I spoke to a well known Bored Ape community member to hear his story. Josh Ong is a former tech journalist turned communications strategist and operator. He’s also been in crypto since the last bull market and weathered crypto winter. He collects sports cards (like, actual pieces of paper) and sneakers, as well as crypto collectibles, from CryptoKitties onward. Basically, he’s seen a lot of NFT projects come and go. So what makes Bored Apes special?

Ong talks about Apes the way someone might speak about their local football club, or best mates from uni. “I was there from day one. There was a magic in the community where everyone was just connecting,” he says. “As Apes, we started changing our profile pics. We started following each other [on social media], like ‘Ape follow Ape.’”

According to Ong, the route by which an NFT project gains traction is as follows: Astyle of art is chosen by the project’s originators to convey a particular vibe and thus attract a specific crowd. In the case of Apes, it’s a 90s look that’s a little bit more high-fidelity than the retro and super successful pixelated CryptoPunks. Think classic Sierra Online adventure games.

“Aliens [an NFT project] came out with a style that attracted a certain type of person and they became this really fast connecting community,” Ong says. “There’s room for thousands of these clubs. There’s dogs and cats and llamas.”

Once the art has seeded a group of fans-slash-investors, the next task is to build up the structures of community. In the past, this was left to chance: CryptoPunks fans could create their own chat rooms to talk about the project with one another. Or developed their own ways of signalling their membership, like changing their social media profile to that of a CryptoPunk they owned (which Jay-Z recently did). But as NFT projects evolve, they start building these features from the beginning, like the Apes token-gated chat.

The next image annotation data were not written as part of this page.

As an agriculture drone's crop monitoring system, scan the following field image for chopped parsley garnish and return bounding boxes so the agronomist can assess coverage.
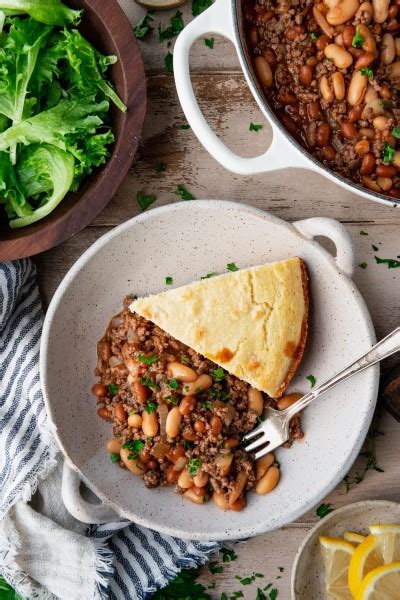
[211,367,225,381]
[249,121,263,131]
[137,352,158,365]
[136,192,157,210]
[360,67,374,79]
[164,50,174,73]
[167,379,179,390]
[192,0,213,17]
[315,504,333,519]
[140,377,160,390]
[175,185,194,200]
[107,383,118,396]
[133,10,154,40]
[375,256,400,269]
[188,458,203,477]
[122,440,145,460]
[226,263,239,273]
[351,31,365,48]
[306,375,317,387]
[382,143,396,163]
[392,127,400,140]
[144,402,157,414]
[158,10,185,43]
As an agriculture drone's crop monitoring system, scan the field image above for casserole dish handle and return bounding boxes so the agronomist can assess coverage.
[61,460,124,524]
[173,0,310,175]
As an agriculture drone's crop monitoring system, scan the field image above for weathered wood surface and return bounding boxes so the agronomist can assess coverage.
[36,0,400,600]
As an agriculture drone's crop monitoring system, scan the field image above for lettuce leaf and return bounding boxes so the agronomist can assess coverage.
[10,144,75,229]
[0,0,82,27]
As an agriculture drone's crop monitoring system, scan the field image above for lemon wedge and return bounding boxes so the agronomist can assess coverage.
[319,536,355,600]
[349,535,383,596]
[369,524,400,564]
[343,531,366,544]
[356,562,400,600]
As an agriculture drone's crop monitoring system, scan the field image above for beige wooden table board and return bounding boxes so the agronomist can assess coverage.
[36,0,400,600]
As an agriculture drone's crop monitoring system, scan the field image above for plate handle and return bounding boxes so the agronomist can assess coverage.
[61,461,123,524]
[292,217,355,277]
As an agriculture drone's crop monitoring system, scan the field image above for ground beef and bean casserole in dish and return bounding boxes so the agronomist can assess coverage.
[244,0,400,198]
[92,297,303,510]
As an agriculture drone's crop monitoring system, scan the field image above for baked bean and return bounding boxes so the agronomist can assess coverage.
[97,406,112,421]
[120,448,146,475]
[299,65,313,87]
[324,44,353,69]
[331,71,346,100]
[375,165,397,177]
[168,362,198,383]
[182,374,212,396]
[128,414,142,429]
[178,469,193,490]
[142,410,158,437]
[315,123,331,148]
[372,0,389,23]
[341,121,358,140]
[256,452,275,481]
[347,71,368,106]
[326,0,360,25]
[254,56,274,88]
[107,438,122,454]
[256,466,280,495]
[165,406,182,438]
[92,383,107,398]
[376,177,393,192]
[247,387,264,417]
[179,396,197,416]
[342,25,356,48]
[360,152,375,175]
[381,33,396,65]
[210,415,222,436]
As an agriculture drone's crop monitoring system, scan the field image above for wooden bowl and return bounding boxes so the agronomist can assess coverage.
[0,0,146,261]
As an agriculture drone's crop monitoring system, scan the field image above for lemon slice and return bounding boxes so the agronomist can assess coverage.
[319,536,354,600]
[356,562,400,600]
[369,524,400,564]
[349,535,383,596]
[343,531,366,544]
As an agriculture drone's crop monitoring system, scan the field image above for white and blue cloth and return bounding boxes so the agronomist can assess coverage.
[0,259,218,600]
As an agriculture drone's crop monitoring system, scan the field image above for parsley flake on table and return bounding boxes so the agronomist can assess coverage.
[175,185,194,200]
[188,458,203,477]
[136,192,157,210]
[315,504,334,519]
[249,121,263,131]
[107,383,118,396]
[306,375,317,387]
[375,256,400,269]
[133,9,155,40]
[226,263,239,273]
[158,10,185,44]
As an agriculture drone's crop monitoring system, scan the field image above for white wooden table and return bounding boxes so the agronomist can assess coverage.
[36,0,400,600]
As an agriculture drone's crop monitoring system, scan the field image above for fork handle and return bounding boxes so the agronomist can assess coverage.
[285,327,400,420]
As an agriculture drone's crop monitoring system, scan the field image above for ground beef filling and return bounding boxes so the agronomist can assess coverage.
[93,297,303,510]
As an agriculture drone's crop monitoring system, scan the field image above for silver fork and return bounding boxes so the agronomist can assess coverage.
[243,327,400,459]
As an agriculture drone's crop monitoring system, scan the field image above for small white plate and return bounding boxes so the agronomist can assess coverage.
[292,500,400,600]
[41,200,379,540]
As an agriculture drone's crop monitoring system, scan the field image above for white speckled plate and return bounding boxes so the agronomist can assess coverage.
[41,200,379,540]
[292,500,400,600]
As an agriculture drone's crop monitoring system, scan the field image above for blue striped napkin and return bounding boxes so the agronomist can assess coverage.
[0,259,218,600]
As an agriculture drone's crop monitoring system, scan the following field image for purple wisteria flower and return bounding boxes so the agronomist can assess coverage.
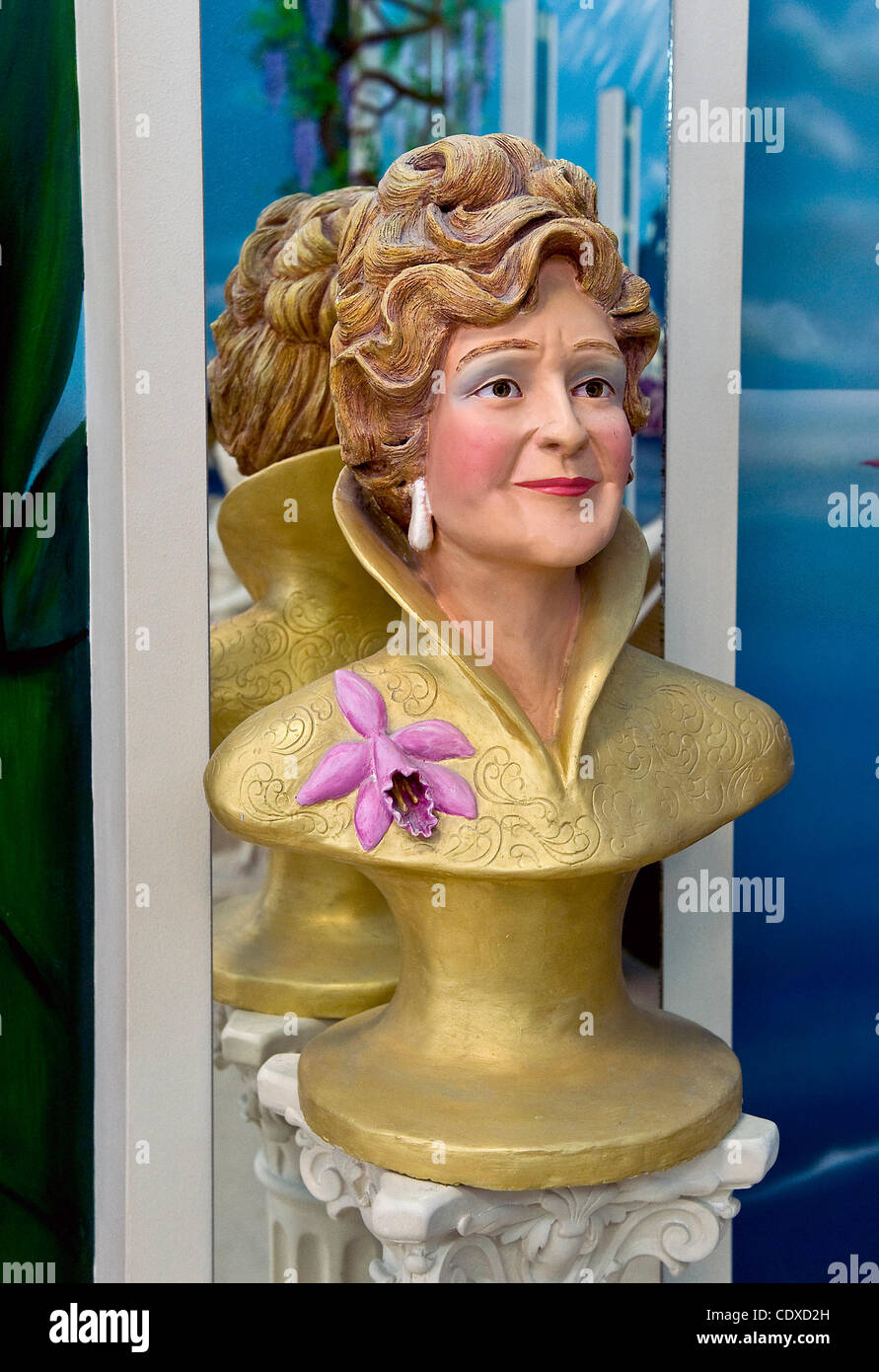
[296,668,476,852]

Once that’s in place, a project needs stuff for people to do. This was the promise of “composability” on blockchains like Ethereum. The idea is that since all the software is open source and the smart contracts live on a blockchain for anyone to interact with, in theory people could create new projects that worked with these smart contracts, creating a world of “composable” software. This for example, is how DeFi took off, creating a bewildering economy of smart contracts lending to other smart contracts which act as collateral for yet more smart contracts.

“In some sense, it was incubated in the Top Shot culture. There were groups in Top Shot, and I was part of some private Discord, where Top Shot collectors aped in together. They carried over some seeds from Top Shot,” he says.